No meu grupo não toco. É um instrumento que tem afinaçõs diferentes, fica no braço em vez de ficar no ombro, e apesar de eu tocar na posição do violino. É um som que parece que com apenas uma nota te leva direto para o Nordeste.

EM – É impossível ignorar o momento político traumático pelo qual a França está passando? Gostaria que comentasse.

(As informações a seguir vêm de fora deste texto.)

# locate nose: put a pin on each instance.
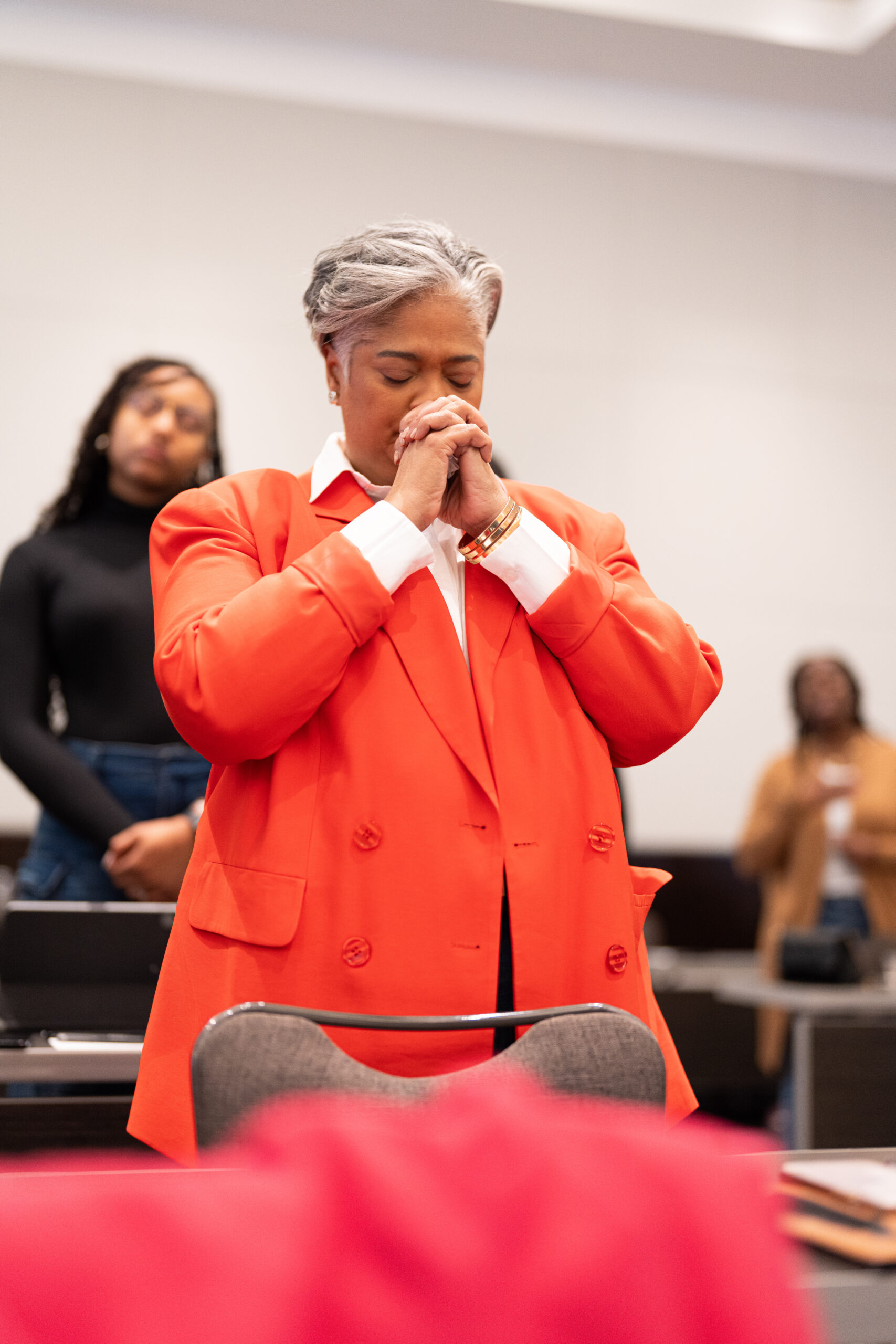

NK – Não só a França, o mundo está uma bomba relógio. A França é mais visada porque tem um passado muito pesado. Não sou bom pra falar de política nem de história, mas a colonização, a imigração e o fato de os imigrantes não serem bem tratados, onde tem muita segregação, muito gueto aumenta isso. Estudei em um suburbio de Paris e lá tem uma concentração muito forte de africanos, árabes, onde há muita miséria. Não se compara à miséria de um subúrbio do Rio, mas convivi com isso e era bem pesado. Os filhos e netos de imigrantes não têm muito acesso às coisas, são isolados, são rejeitados, ficam entediados. Penso que essa revolta que eles nutrem contra o país o qual nasceram pode colocá-los como um alvo fácil para uma lavagem cerebral, alguém jogar veneno. Acho que lá existe um monte de soldados prontos para atacar. Outros países talvez tenham menos do que lá. E uma coisa vai piorando a outra. Isso está gerando o racismo, mais segregação, alimentando a raiva deles, que são franceses e não são reconhecidos como tal. Veja quantos jogadores do time que a França ganhou a copa eram franceses.

EM – Zinedine Zidane, o líder deles era argelino, onde a França tem uma história pesada.
NK – Exatamente. Então, eles são franceses. Acho que o inimigo número um do Estado Islâmico são os Estados Unidos, mas o segundo é a França. É dramático. É assustador.